Bersamaan dengan telah ditetapkannya Alat Kelengkapan DPRD Kabupaten Magetan dua hari lalu, tentu penulis berharap akan ada perbaikan kinerja di lembaga wakil rakyat itu. Baik dari aspek pengawasan, penyusunan APBD dalam rangka pembangunan di Magetan, maupun dalam hal penyusunan peraturan daerah. Tentu, harapan perbaikan kinerja itu juga berbanding lurus dengan harapan munculnya jiwa-jiwa kepemimpinan yang baik dari para ketua dan pimpinan Alat Kelengkapan DPRD yang ada.
Yakni kepemimpinan yang akomodatif dan demokratis, bukan kepemimpinan yang otoriter dan semau gue. Kepemimpinan yang jujur, bukan yang lain di bibir lain di hati. Kepemimpinan yang terbuka dan menjunjung kebersamaan, bukan kepemimpinan yang suka slintutan dan cari untung untung sendiri. Kepemimpinan yang amanah dan bertanggungjawab, bukan kepemimpinan yang plin-plan dan suka lempar batu sembunyi tangan.
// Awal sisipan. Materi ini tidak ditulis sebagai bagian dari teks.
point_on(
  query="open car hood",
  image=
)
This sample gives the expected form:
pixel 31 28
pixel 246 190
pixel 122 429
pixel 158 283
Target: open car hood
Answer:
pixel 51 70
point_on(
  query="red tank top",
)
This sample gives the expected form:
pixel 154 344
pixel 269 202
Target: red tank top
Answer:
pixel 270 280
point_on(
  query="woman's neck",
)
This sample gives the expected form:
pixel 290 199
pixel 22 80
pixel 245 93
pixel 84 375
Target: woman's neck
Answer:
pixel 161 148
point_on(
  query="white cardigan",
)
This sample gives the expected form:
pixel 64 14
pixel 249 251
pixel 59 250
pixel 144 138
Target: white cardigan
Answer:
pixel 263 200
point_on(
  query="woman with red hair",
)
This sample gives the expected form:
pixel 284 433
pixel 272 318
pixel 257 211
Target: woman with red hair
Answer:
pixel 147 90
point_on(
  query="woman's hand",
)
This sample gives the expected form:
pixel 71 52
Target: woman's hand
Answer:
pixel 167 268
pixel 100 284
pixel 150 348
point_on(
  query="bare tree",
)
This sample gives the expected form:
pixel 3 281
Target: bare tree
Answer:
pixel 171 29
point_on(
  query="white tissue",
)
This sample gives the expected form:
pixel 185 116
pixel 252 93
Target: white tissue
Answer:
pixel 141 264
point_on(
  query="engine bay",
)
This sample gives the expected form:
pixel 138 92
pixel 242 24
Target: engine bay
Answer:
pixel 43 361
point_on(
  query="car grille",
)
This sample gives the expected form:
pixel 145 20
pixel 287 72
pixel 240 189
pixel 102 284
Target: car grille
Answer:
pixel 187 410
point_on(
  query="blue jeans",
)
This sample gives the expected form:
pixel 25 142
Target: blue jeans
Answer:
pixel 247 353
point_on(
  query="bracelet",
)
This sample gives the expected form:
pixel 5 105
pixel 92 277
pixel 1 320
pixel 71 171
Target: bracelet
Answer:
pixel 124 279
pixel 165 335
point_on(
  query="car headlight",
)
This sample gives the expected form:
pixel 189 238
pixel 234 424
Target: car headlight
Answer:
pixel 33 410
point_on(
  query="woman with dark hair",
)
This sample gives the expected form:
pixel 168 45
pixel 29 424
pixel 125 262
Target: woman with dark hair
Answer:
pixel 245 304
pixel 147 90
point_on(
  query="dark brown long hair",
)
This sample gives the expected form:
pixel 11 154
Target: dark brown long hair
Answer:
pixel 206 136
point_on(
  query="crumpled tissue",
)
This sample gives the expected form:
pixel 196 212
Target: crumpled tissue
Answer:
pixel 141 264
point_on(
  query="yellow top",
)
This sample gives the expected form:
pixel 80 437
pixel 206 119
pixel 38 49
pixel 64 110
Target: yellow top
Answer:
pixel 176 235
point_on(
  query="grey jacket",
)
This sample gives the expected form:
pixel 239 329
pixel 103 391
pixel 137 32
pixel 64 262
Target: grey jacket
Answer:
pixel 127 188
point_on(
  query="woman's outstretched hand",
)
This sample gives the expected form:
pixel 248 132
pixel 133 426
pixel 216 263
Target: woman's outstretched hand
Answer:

Karena, DPRD merupakan kumpulan orang dengan latar belakang partai, dukungan, sikap politik, dan kepentingan yang berbeda dan bisa berubah setiap saat demi tercapainya tujuan bersama. Yakni, Magetan yang maju dan masyarakat yang Sejahtera. Semoga. *
* Ditulis oleh: Didik Haryono, anggota DPRD Magetan yang telah menyelesaikan Magister Kebijakan Publik Universitas Airlangga Surabaya.